Cheesy Enchiladas Bake (Print Version)

Layers of savory chicken, tangy sauce, and gooey cheese baked until bubbly and golden.

# Ingredients:

→ Main Components

01 - 8 corn tortillas
02 - 2 cups shredded cooked chicken
03 - 1 cup shredded cheddar cheese
04 - 1 cup shredded Monterey Jack cheese
05 - 1 can (10 ounces) condensed cream of chicken soup
06 - 1 cup sour cream
07 - 1 cup red enchilada sauce

# Steps:

01 - Set oven to 350°F (175°C) and lightly grease a 9x13 inch baking dish.
02 - In a large bowl, combine shredded chicken, 1 cup mixed shredded cheese, and 1/2 cup enchilada sauce until evenly incorporated.
03 - Spoon the chicken mixture equally onto the center of each corn tortilla.
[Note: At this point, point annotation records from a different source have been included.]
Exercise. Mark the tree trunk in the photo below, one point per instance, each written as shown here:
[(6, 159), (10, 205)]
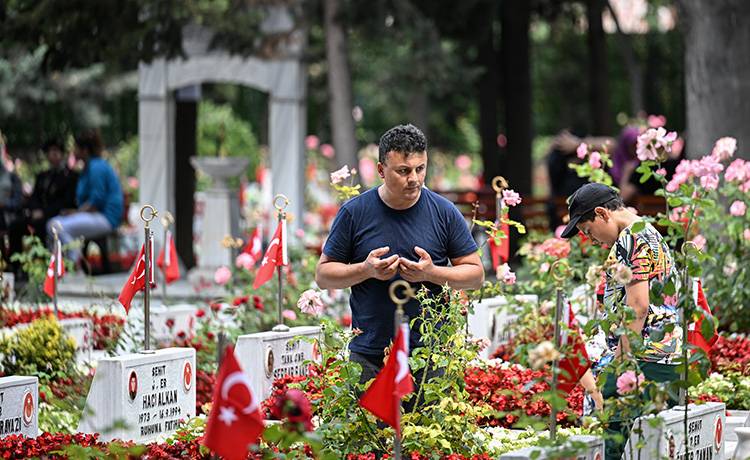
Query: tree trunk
[(717, 73), (339, 87), (185, 125), (598, 74), (632, 66), (516, 67), (487, 60)]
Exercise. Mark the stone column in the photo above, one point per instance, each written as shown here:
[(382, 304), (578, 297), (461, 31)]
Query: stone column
[(156, 138)]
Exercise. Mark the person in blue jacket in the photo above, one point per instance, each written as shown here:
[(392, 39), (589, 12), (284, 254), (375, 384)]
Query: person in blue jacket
[(98, 196)]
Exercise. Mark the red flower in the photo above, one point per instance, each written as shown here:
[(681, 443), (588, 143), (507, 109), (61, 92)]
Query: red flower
[(240, 300), (295, 407)]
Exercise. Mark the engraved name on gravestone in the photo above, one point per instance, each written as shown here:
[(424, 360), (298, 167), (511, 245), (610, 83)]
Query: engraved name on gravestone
[(592, 449), (148, 393), (266, 356), (706, 434), (19, 406)]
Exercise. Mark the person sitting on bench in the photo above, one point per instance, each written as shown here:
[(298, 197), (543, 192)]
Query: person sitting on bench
[(98, 195)]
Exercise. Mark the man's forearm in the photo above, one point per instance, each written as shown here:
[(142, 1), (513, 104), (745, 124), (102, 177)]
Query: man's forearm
[(338, 275), (466, 276)]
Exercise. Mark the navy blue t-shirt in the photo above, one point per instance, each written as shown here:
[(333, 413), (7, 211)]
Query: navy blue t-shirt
[(365, 223)]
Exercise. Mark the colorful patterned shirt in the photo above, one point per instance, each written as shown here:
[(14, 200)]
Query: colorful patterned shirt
[(649, 258)]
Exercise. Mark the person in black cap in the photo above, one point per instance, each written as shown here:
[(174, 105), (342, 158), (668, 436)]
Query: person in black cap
[(635, 261)]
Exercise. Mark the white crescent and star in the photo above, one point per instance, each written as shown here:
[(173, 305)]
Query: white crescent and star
[(239, 378)]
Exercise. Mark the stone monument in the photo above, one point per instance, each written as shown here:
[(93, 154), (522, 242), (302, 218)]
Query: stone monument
[(141, 397), (266, 356)]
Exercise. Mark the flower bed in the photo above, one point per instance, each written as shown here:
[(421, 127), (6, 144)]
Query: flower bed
[(515, 392)]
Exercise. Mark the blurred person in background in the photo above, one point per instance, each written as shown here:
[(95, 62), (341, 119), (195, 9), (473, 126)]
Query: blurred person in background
[(98, 196), (54, 193)]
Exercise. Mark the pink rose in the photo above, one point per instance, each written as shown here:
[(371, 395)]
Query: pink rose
[(339, 175), (245, 261), (222, 275), (700, 242), (724, 148), (629, 382), (463, 162), (582, 150), (738, 208), (595, 160), (311, 303), (327, 150), (312, 142), (511, 198), (656, 121)]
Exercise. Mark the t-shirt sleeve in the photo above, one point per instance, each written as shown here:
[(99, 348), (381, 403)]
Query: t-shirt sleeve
[(460, 241), (339, 243), (639, 258)]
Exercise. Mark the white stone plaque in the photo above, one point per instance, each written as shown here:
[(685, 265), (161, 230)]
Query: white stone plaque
[(594, 450), (19, 406), (492, 319), (141, 397), (706, 434), (82, 331), (266, 356)]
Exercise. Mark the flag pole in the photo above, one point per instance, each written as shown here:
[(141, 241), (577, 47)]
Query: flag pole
[(57, 252), (166, 220), (147, 273), (281, 327), (398, 320), (560, 272)]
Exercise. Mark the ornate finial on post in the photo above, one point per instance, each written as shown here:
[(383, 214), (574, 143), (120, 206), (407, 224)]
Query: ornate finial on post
[(398, 319), (147, 268), (560, 272), (280, 202), (167, 219)]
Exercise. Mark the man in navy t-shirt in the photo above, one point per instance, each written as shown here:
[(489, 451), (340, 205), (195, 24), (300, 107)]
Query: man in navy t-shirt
[(399, 230)]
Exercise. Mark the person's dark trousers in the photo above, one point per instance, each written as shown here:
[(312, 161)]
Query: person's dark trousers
[(371, 365), (622, 425)]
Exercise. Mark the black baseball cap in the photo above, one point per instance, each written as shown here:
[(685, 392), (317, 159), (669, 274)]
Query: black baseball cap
[(585, 199)]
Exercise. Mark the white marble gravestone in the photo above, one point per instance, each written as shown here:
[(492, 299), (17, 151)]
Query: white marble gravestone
[(19, 406), (706, 434), (182, 315), (266, 356), (594, 450), (492, 319), (141, 397)]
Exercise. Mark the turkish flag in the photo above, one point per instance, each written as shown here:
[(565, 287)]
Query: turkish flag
[(55, 264), (575, 361), (695, 336), (167, 260), (254, 245), (234, 422), (275, 256), (392, 383), (136, 281)]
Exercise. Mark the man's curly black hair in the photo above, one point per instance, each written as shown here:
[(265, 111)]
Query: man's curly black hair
[(404, 139)]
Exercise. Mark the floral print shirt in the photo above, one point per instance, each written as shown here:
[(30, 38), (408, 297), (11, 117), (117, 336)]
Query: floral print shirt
[(649, 258)]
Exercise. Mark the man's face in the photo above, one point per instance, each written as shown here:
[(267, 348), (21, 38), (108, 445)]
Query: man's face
[(404, 175), (601, 230)]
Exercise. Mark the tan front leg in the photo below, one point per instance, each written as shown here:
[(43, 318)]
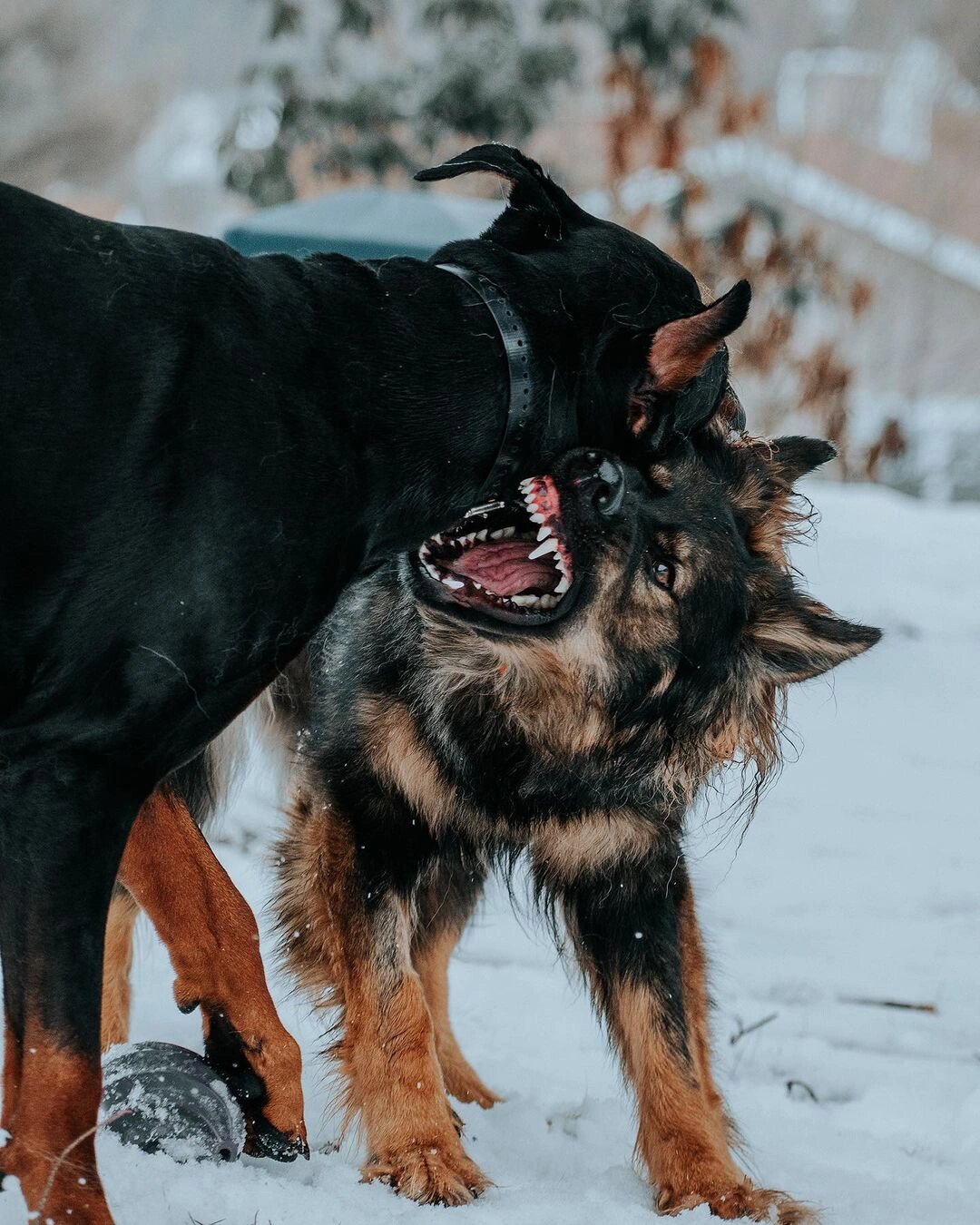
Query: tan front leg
[(212, 938), (642, 952), (347, 940), (431, 961), (116, 968)]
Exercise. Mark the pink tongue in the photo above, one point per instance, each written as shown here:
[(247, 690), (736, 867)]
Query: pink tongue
[(504, 567)]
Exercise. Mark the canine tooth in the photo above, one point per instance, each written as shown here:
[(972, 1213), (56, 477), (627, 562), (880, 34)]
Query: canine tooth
[(550, 545)]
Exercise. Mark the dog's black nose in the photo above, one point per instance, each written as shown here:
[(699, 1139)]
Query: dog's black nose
[(602, 479)]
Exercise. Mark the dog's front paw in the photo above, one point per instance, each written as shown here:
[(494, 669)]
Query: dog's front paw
[(738, 1202), (430, 1175)]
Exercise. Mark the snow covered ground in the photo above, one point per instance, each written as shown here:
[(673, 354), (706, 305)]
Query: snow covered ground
[(858, 877)]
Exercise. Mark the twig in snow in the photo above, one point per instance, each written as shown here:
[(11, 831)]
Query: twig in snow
[(750, 1029), (888, 1004), (63, 1155)]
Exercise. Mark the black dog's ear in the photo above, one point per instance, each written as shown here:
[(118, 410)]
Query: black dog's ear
[(795, 456), (543, 207), (797, 637), (681, 348)]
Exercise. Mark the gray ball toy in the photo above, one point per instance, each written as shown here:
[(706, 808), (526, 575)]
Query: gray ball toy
[(167, 1099)]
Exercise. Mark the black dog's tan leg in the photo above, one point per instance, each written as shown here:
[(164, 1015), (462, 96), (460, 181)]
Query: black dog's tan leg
[(212, 938), (347, 938), (63, 825), (13, 1055), (443, 910), (639, 942), (116, 966)]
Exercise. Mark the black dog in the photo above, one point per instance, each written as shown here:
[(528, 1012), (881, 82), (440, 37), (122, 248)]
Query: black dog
[(199, 451)]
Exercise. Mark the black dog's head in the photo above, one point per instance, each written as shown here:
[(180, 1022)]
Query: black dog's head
[(682, 622), (622, 326), (629, 356)]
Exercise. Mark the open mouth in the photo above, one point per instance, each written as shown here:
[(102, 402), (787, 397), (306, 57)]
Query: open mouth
[(511, 560)]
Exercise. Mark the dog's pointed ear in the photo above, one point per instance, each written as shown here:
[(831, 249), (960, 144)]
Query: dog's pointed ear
[(797, 637), (543, 209), (795, 456), (681, 348)]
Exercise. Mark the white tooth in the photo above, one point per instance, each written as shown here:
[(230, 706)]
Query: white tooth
[(550, 545)]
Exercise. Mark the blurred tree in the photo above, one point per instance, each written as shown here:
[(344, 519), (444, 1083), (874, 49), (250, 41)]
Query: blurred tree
[(371, 88), (374, 88), (672, 88), (66, 111)]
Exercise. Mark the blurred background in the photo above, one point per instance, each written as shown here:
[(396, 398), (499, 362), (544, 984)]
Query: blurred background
[(827, 150)]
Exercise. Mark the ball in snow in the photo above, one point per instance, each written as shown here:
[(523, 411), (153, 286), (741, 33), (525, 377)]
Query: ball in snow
[(167, 1099)]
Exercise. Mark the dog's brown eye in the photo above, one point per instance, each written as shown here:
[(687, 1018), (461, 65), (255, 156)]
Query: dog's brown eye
[(664, 573)]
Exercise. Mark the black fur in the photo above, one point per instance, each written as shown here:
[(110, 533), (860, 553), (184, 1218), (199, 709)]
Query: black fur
[(199, 450)]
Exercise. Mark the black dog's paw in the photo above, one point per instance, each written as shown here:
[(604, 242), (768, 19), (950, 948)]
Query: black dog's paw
[(226, 1053)]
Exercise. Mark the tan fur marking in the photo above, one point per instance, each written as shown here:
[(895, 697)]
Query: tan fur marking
[(567, 849), (681, 1138), (212, 938), (431, 962), (401, 759), (53, 1152), (13, 1054), (115, 973), (343, 955)]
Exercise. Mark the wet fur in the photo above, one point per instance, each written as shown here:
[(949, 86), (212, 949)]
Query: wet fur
[(435, 752)]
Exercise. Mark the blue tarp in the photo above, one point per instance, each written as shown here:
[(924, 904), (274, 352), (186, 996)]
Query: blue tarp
[(367, 223)]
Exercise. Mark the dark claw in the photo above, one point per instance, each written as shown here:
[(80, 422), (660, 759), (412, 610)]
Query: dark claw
[(267, 1141)]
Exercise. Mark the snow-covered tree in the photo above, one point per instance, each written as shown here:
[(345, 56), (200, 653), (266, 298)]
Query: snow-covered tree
[(371, 88)]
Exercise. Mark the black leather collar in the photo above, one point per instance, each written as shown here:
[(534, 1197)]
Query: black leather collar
[(512, 456)]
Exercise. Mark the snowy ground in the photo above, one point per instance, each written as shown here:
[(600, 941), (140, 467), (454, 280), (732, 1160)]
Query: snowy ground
[(859, 877)]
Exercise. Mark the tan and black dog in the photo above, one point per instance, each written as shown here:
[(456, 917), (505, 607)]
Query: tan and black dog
[(198, 451), (441, 738), (444, 740)]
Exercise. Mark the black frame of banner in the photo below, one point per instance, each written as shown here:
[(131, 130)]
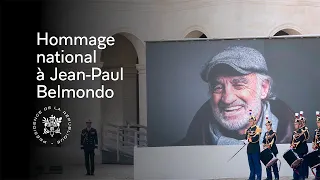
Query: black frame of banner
[(241, 38)]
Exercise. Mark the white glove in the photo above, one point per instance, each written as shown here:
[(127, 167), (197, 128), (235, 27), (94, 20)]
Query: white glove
[(245, 141)]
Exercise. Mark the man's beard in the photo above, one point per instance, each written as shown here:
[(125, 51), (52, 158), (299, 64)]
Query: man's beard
[(237, 123), (241, 121)]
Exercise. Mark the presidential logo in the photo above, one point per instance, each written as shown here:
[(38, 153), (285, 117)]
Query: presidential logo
[(51, 125)]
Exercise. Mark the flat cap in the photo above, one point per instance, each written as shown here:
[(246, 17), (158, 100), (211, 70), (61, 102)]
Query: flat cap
[(244, 60)]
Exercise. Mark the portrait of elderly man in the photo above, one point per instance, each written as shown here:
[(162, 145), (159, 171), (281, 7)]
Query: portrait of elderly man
[(238, 82)]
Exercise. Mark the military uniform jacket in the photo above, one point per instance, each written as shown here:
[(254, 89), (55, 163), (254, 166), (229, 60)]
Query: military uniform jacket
[(89, 139), (307, 135), (298, 138), (253, 133), (316, 138), (270, 139)]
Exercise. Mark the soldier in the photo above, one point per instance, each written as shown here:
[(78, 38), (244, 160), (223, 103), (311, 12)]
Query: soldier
[(307, 134), (298, 137), (269, 141), (89, 142), (316, 142), (253, 149)]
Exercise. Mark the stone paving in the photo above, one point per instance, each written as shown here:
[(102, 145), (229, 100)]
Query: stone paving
[(106, 172)]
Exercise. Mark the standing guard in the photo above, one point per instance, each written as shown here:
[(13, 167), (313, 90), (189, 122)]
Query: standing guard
[(307, 134), (269, 141), (316, 142), (89, 142), (298, 137), (253, 149)]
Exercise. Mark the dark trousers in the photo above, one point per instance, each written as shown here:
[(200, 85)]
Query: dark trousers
[(306, 168), (299, 172), (255, 166), (318, 172), (275, 170), (89, 161)]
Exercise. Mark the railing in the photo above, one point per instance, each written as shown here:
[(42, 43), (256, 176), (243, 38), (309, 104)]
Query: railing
[(123, 139)]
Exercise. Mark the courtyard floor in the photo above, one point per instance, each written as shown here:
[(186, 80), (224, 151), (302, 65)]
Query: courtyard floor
[(105, 172)]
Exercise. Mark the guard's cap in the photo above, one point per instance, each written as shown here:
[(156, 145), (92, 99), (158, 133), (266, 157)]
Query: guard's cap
[(244, 60)]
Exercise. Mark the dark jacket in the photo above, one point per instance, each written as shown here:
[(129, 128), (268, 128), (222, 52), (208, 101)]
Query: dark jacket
[(271, 141), (298, 142), (89, 139), (316, 138), (199, 134), (254, 133)]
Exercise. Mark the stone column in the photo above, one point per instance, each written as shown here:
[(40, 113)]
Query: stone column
[(142, 94)]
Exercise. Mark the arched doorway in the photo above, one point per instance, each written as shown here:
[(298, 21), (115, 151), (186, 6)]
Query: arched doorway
[(196, 34), (286, 32), (123, 108)]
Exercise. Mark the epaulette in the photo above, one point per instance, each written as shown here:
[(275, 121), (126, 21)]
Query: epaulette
[(258, 130)]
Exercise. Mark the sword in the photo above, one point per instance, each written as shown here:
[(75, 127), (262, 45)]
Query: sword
[(237, 152)]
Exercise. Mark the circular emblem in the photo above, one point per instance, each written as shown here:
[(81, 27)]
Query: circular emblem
[(51, 125)]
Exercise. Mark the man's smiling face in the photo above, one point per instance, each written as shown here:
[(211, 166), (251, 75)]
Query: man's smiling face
[(234, 96)]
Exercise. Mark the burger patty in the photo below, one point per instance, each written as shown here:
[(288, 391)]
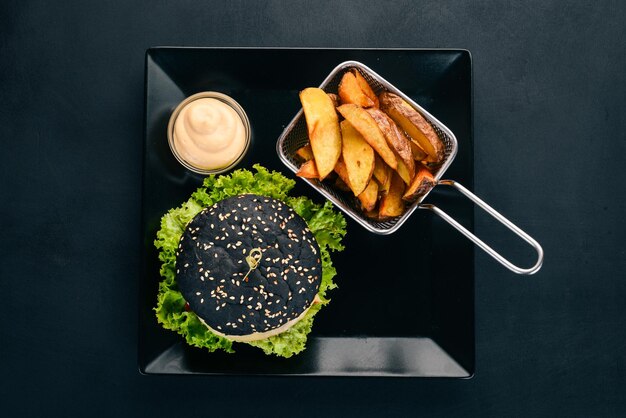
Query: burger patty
[(248, 265)]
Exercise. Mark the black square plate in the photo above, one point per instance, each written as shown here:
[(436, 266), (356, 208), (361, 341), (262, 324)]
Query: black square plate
[(405, 302)]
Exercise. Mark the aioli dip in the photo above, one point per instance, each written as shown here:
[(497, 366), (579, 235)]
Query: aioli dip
[(208, 134)]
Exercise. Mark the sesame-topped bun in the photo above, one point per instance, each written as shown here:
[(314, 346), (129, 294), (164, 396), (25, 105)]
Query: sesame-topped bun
[(249, 267)]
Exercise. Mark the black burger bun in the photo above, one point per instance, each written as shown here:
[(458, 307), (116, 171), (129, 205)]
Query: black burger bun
[(249, 267)]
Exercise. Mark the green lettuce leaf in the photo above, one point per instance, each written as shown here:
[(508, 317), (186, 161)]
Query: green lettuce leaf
[(327, 225)]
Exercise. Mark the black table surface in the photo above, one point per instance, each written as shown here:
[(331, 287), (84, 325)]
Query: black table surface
[(549, 149)]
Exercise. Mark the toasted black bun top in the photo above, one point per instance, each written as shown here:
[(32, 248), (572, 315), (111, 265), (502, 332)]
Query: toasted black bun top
[(216, 279)]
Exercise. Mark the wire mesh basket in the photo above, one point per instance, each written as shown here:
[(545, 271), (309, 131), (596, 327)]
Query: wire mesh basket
[(295, 136)]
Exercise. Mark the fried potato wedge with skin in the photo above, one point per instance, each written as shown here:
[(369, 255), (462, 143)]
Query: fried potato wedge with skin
[(381, 170), (334, 98), (350, 91), (413, 123), (341, 185), (369, 196), (367, 126), (422, 183), (403, 172), (391, 204), (366, 88), (358, 156), (397, 141), (418, 152), (323, 126), (342, 172), (308, 170), (305, 153)]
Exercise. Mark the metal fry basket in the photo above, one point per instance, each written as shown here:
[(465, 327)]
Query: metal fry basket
[(295, 136)]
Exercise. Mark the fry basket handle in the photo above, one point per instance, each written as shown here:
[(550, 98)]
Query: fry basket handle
[(477, 240)]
Roll each tortilla tightly and arrange seam side down in the prepared baking dish.
04 - In a separate bowl, stir together condensed cream of chicken soup, sour cream, and the remaining 1/2 cup enchilada sauce until smooth. Evenly pour the mixture over the arranged tortillas.
05 - Sprinkle the remaining 1 cup shredded cheese evenly over the sauced enchiladas.
06 - Place the baking dish in the oven and bake uncovered for 20 to 25 minutes, or until hot and bubbling around the edges.
07 - Remove from the oven and let stand for several minutes before serving hot.

# Notes:

01 - For extra flavor, garnish with chopped fresh cilantro, sliced green onions, or diced jalapeño before serving.